WIP - goal is to think through the transformations that we'll likely need the most given our values, and not get confused with transformations that we might find commonly with out toolset which are usually geared toward analysis rather than migration.
Most Common
Mapper / Cross walk (likely the most common activity)
- Map field name A → B
Filter
- Discard field, row, etc
- Validation
- Normalization
ID Replacement
- Replace an ID with another. Usually from some structural difference in schemas.
Aggregator
- Add known values from source B not present in source A
- Join data into aggregate roots
Less likely to be needed
De-duplication
- Identify and remove duplicates
Pivot
- e.g. pivot table. Often used to de-normalize. In migrating from transactional to transactional system we're not likely to need this often.
Nifi and Transformations?
Key Question is we know that Nifi /can/ do these things, the question is it the best tool for this job? Key concern with Nifi has been managing it.

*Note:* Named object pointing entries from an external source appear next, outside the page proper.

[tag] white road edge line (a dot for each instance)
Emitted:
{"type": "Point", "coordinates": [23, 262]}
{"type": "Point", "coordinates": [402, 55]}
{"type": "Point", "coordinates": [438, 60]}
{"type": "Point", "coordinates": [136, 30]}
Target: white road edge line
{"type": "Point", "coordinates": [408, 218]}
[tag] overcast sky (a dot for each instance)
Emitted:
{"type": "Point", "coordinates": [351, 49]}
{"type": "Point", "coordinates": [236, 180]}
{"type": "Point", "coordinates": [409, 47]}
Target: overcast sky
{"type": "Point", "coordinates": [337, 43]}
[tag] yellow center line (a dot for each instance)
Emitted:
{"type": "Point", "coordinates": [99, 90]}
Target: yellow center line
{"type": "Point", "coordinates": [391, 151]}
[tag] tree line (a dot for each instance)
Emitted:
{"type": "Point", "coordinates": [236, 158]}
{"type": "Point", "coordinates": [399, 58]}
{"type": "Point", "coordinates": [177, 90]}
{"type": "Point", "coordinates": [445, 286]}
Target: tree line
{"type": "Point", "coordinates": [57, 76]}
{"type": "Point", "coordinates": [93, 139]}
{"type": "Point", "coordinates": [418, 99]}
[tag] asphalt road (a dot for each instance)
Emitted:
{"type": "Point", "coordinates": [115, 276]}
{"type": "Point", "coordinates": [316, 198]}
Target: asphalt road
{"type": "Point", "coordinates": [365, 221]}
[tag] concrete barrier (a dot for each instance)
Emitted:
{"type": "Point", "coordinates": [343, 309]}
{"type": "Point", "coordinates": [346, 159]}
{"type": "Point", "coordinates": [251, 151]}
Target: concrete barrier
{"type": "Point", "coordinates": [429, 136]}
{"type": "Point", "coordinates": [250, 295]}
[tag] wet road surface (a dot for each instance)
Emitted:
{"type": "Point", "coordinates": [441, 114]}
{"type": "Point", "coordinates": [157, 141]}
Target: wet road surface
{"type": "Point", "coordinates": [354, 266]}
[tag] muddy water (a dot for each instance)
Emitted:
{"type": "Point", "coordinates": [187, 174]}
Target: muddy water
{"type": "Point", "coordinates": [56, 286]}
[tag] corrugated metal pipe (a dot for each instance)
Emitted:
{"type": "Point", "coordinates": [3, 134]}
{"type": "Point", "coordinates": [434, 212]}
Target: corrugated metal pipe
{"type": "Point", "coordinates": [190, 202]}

Batch transformation with Streams
- On joining streams: https://debezium.io/blog/2018/03/08/creating-ddd-aggregates-with-debezium-and-kafka-streams/
- An alternative that publishes an aggregate (domain root) before it hits the stream: https://debezium.io/blog/2018/09/20/materializing-aggregate-views-with-hibernate-and-debezium/
- Note: this would require modifying the source system, which for this project is less attractive.